Jaskulski is a clinical manager for AMN Healthcare. Her job is to support nurses so that they can do the best possible job of caring for patients. When nurses call her with a question about their work situation or a request for her feedback, she’s there for them. 

“My first client is my nurse,” she said. “I want to listen to their situation.” 

And if they call with a concern or a problem, Jaskulski always hears them out. She listens to them, validates any concerns they have and reassures them that she will do her best to help them out. When necessary, she contacts the appropriate personnel at their facilities and tries to find a solution. 

She’s a listening ear, a sounding board and a voice of reason.

Childhood Dreams of Being a Nurse

One thing that’s important to remember about Jaskulski and why she’s so committed to the nurses who are her clients: she’s a nurse herself. 

“I always wanted to be a nurse,” she said. “When I was a little girl, I used to carry around a first aid kit and put band-aids on everybody and fix all their boo-boos.” 

As a high school student, Jaskulski volunteered as a film librarian in the radiology department in the hospital in her hometown of Towson, Maryland. 

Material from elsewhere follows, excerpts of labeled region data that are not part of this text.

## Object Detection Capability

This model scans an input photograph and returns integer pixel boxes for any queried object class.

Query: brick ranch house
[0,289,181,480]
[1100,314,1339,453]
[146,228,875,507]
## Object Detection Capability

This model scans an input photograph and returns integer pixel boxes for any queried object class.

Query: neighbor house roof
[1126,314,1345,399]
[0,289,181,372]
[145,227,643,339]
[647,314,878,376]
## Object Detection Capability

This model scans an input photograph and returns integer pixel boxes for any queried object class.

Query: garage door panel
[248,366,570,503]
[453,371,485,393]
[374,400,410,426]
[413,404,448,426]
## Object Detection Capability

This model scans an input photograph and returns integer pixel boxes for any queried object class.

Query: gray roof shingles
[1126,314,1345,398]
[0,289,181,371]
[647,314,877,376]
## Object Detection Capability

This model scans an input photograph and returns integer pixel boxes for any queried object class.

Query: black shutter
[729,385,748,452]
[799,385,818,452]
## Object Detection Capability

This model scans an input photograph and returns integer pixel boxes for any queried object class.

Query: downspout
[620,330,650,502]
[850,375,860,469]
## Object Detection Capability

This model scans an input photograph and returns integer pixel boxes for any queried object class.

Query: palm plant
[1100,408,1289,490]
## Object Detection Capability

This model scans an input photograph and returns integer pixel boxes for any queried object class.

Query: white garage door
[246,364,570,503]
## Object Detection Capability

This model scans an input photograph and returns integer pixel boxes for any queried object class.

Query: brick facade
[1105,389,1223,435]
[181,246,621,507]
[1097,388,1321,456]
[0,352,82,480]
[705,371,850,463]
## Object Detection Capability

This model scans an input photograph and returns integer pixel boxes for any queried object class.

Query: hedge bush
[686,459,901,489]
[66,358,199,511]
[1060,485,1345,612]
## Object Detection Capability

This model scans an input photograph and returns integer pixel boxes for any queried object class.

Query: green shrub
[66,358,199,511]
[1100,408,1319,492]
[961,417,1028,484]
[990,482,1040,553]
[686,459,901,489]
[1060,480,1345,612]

Then she moved up to a position as a registrar. She was the youngest person ever hired by the hospital. Then she became a nursing tech. It was the natural next step for her to go to nursing school. 

Her own clinical background comes in handy when she’s asked to weigh in on a tricky clinical situation, but it also helps her think quickly when it’s time to make a fast decision and solve a problem. 

As she likes to describe herself, she likes to prevent fires, but she’s also good at putting out fires. 

Jaskulski is very deliberate about making sure that nurses and their assignments are well-suited to each other. For example, AMN works with a hospital that cares for patients from all over the world, many of whom have orthopedics issues. 

Nurses who want to work there need to have a strong background in orthopedics because the hospital will expect them to have that experience. 

She has encouraged some nurses to consider working elsewhere to gain that experience first before asking for an assignment there. 

“I want to set you up for success and not for failure, so I want to make sure you have the training you need before you go there,” she has told nurses in the past. 

Sometimes a nurse is disappointed in her response, but ultimately, they understand that she makes her decisions for good reasons. 

She said, “They appreciate that I’m looking out for them and their bests interests, rather than just throwing them out there and seeing what works.”

And it’s all because she cares so much about nurses. “I think nurses are superheroes,” she said. “They put their own blood, sweat, and tears into taking care of every patient they have.”

A Warm Welcome

Jaskulski also enjoys working in tandem with her colleagues at AMN, but she really loves the chance to interact with nurses. She enjoys their empathy for others, their ability to make a difference. 

“Nurses have an inherent need to care for people,” she said. “They care so deeply about their patients, about the care they provide for them. I love hearing from a nurse who tells me about how their patients love them and they’ve gotten all these thank you letters.” 

And that’s why she pours the same energy she always put into caring for patients into her clients. 

“I feel like nurses are my patients now,” she said. “Rather than caring for patients at the bedside, I’m caring for my travelers, or I’m caring for my per diem nurses. I’m caring for them.”